Toga Arthur W, Phatak Mukta, Pappas Ioannis, Thompson Simon, McHugh Caitlin P, Clement Matthew H S, Bauermeister Sarah, Maruyama Tetsuyuki, Gallacher John
Laboratory of Neuro Imaging, USC Stevens Neuroimaging and Informatics Institute, Keck School of Medicine of USC, University of Southern California, Los Angeles, CA, United States.
Alzheimer's Disease Data Initiative, Kirkland, WA, United States.
Front Neuroinform. 2023 May 25;17:1175689. doi: 10.3389/fninf.2023.1175689. eCollection 2023.

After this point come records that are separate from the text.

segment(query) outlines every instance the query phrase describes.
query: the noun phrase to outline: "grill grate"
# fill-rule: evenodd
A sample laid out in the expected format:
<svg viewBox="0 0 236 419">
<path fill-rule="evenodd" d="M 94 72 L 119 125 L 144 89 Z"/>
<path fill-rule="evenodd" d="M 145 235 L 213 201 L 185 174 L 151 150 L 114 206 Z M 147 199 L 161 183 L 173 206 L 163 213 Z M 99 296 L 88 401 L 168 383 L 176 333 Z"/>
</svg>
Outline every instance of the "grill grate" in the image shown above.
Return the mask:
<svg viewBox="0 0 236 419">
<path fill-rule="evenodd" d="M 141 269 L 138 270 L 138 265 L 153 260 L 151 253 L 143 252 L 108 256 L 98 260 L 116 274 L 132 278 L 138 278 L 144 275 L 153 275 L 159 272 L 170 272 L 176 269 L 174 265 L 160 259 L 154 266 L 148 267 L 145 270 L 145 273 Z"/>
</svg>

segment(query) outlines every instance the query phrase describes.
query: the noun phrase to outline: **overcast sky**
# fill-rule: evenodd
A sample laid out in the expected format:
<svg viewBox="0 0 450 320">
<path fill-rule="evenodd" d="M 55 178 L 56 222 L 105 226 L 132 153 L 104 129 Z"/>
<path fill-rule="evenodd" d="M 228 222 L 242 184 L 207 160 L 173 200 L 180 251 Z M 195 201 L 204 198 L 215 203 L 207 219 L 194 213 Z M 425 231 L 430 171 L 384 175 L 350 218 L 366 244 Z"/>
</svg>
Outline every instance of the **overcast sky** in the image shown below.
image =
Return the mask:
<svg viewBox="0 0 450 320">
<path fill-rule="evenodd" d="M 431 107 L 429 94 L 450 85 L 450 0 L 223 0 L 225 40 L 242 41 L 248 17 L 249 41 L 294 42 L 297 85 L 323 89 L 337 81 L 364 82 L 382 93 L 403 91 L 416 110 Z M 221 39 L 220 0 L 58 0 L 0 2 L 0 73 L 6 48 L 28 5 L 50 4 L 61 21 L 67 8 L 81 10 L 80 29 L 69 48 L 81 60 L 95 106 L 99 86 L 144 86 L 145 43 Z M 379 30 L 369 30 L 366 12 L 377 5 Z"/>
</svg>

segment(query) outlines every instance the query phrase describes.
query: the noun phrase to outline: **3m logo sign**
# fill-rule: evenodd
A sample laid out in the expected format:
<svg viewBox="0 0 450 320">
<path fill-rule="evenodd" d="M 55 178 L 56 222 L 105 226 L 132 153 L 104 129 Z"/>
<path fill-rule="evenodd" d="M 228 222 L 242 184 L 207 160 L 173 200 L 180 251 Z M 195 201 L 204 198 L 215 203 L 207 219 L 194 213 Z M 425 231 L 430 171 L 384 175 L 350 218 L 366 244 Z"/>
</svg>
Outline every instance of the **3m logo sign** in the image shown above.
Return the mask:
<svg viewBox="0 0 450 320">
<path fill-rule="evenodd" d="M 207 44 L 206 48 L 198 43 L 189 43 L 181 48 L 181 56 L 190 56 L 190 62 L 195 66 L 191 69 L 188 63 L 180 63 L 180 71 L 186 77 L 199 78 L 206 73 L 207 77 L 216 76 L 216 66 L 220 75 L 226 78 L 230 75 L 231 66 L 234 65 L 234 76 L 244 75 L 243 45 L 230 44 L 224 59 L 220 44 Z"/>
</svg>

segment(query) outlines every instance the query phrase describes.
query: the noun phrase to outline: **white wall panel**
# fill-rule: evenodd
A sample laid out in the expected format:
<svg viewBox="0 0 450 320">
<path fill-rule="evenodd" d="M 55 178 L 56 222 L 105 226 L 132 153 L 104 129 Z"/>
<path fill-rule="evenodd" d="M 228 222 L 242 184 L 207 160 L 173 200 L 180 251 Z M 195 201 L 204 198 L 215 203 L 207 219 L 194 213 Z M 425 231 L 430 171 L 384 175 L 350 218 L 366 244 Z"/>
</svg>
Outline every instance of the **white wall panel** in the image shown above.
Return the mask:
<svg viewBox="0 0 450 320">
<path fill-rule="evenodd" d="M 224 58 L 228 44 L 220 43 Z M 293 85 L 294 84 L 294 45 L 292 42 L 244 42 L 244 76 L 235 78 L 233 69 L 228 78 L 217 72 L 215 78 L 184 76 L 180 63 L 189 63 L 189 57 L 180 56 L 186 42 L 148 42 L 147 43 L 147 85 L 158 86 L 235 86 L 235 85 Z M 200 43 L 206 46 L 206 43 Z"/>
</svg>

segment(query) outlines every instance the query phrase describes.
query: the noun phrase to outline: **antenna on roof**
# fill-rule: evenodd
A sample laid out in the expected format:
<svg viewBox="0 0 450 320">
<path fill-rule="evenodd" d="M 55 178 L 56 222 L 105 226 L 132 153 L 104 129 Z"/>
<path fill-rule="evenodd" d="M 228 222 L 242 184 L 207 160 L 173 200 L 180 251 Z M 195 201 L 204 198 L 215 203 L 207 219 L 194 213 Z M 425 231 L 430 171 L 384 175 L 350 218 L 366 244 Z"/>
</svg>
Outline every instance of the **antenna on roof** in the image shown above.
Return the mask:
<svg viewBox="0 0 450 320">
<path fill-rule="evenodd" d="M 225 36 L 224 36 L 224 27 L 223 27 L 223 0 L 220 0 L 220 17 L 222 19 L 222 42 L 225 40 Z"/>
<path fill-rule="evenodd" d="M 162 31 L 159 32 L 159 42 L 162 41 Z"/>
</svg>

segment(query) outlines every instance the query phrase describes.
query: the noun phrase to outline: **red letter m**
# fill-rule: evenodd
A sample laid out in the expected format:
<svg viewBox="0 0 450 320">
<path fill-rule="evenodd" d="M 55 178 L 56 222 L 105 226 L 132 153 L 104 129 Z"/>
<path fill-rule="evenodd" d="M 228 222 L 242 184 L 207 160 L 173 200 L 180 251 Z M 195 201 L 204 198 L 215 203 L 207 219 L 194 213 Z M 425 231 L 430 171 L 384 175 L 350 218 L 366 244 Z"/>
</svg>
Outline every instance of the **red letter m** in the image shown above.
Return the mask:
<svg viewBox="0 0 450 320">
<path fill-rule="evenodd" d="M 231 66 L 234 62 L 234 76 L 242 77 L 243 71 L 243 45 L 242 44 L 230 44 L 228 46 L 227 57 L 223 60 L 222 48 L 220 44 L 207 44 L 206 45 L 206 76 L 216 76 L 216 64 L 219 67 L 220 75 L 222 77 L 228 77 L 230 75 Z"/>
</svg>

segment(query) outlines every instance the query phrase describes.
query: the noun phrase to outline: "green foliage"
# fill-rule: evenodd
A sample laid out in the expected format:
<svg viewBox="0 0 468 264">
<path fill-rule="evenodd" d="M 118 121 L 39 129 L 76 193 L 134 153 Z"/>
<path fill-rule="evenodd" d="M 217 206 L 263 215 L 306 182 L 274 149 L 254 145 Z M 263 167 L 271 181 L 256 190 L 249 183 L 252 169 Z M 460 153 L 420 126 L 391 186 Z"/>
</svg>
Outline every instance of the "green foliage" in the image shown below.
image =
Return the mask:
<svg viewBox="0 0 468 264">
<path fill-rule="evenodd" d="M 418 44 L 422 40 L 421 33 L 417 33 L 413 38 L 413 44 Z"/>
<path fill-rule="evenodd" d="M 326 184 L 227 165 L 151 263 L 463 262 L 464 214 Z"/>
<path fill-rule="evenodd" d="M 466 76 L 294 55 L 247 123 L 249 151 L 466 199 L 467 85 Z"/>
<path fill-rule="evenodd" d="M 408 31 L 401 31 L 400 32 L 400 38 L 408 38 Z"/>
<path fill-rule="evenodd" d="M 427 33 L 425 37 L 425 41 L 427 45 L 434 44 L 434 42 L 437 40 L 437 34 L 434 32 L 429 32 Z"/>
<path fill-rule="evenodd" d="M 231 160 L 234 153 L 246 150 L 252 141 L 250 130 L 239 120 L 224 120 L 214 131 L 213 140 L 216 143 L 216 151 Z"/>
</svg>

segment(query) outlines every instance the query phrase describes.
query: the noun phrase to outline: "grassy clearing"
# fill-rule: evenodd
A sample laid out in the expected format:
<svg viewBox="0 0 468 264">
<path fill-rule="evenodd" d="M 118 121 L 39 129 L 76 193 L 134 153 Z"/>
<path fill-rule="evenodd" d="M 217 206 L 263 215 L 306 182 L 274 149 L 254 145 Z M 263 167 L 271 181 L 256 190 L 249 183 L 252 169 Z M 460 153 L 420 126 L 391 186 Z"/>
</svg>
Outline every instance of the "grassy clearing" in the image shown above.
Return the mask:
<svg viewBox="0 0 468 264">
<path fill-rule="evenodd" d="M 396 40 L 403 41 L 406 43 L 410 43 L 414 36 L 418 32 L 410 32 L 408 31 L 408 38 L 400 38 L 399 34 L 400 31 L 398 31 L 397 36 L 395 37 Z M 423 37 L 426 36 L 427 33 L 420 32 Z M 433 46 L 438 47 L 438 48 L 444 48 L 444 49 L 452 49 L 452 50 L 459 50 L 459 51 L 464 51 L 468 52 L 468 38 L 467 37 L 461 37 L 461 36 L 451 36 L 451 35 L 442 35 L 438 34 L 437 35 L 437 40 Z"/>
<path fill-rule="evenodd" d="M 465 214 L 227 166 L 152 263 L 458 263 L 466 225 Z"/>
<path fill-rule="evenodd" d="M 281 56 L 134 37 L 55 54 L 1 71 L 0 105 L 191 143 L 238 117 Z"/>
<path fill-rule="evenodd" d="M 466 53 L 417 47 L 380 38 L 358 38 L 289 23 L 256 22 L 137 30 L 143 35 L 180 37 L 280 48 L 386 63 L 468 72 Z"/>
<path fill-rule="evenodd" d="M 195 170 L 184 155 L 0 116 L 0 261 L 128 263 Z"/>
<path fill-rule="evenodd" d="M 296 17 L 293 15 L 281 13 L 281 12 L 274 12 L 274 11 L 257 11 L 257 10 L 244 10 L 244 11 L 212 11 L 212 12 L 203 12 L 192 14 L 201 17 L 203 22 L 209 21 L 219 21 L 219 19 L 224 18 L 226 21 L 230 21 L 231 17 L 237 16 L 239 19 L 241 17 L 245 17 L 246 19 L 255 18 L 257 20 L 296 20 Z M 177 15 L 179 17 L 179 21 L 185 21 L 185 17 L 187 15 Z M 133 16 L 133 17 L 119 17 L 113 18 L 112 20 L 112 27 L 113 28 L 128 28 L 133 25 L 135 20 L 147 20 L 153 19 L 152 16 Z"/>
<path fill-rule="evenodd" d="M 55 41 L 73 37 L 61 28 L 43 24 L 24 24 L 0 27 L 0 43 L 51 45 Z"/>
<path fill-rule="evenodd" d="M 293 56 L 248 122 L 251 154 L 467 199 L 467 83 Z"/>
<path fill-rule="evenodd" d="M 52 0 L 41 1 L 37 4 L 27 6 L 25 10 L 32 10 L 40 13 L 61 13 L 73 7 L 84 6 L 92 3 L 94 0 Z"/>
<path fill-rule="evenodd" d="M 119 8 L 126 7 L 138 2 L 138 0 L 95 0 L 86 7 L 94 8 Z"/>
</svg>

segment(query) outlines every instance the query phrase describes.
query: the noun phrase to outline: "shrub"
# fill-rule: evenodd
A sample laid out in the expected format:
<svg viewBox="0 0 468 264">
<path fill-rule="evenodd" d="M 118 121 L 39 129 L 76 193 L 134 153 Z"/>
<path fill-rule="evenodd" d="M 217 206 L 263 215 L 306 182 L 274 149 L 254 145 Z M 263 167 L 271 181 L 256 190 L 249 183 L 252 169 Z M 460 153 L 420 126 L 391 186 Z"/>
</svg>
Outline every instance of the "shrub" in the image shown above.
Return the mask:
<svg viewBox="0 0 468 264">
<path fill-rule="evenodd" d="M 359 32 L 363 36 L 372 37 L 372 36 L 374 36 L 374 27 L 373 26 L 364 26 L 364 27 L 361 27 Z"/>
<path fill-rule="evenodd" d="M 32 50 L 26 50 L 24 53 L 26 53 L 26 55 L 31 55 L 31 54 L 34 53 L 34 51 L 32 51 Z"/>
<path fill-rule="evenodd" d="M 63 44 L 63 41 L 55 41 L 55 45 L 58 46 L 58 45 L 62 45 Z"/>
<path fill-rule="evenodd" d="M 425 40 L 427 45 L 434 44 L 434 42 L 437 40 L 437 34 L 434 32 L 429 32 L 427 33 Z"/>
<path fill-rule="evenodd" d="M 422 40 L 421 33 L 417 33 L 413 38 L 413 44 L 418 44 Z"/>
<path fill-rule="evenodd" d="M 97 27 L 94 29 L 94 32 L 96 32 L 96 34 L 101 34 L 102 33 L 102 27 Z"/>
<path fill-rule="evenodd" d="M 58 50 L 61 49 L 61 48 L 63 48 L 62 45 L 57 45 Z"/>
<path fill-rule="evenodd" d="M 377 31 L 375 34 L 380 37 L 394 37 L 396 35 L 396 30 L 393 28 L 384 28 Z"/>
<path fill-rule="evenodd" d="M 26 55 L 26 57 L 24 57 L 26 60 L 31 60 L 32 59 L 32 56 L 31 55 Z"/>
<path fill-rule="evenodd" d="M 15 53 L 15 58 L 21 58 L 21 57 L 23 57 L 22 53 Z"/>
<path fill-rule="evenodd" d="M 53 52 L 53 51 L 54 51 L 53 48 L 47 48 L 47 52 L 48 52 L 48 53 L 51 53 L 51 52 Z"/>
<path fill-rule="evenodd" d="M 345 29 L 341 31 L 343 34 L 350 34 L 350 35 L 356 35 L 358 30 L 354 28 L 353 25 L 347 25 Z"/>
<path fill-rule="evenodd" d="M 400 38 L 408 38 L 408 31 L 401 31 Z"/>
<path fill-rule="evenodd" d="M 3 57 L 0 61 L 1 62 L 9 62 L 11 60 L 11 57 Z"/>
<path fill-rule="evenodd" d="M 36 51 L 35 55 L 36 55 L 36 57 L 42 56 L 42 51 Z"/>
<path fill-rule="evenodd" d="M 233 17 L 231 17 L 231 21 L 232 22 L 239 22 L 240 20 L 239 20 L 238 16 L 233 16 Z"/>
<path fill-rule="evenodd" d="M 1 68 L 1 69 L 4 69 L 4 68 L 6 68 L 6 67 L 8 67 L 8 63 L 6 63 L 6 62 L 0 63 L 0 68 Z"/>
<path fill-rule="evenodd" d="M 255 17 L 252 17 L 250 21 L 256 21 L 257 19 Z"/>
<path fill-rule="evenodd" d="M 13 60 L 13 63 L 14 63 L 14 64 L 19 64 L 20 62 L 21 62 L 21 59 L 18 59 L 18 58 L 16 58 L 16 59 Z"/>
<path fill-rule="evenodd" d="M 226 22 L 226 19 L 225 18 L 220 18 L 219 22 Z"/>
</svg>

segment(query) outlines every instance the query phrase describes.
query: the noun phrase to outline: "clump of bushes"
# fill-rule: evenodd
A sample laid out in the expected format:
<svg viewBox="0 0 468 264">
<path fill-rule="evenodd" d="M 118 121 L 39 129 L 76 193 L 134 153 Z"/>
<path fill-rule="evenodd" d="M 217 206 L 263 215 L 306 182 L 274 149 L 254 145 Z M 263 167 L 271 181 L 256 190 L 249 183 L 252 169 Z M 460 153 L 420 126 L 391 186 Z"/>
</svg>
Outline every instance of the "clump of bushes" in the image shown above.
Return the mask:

There is common consensus that data sharing accelerates science. Data sharing enhances the utility of data and promotes the creation and competition of scientific ideas. Within the Alzheimer's disease and related dementias (ADRD) community, data types and modalities are spread across many organizations, geographies, and governance structures. The ADRD community is not alone in facing these challenges, however, the problem is even more difficult because of the need to share complex biomarker data from centers around the world. Heavy-handed data sharing mandates have, to date, been met with limited success and often outright resistance. Interest in making data Findable, Accessible, Interoperable, and Reusable (FAIR) has often resulted in centralized platforms. However, when data governance and sovereignty structures do not allow the movement of data, other methods, such as federation, must be pursued. Implementation of fully federated data approaches are not without their challenges. The user experience may become more complicated, and federated analysis of unstructured data types remains challenging. Advancement in federated data sharing should be accompanied by improvement in federated learning methodologies so that federated data sharing becomes functionally equivalent to direct access to record level data. In this article, we discuss federated data sharing approaches implemented by three data platforms in the ADRD field: Dementia's Platform UK (DPUK) in 2014, the Global Alzheimer's Association Interactive Network (GAAIN) in 2012, and the Alzheimer's Disease Data Initiative (ADDI) in 2020. We conclude by addressing open questions that the research community needs to solve together.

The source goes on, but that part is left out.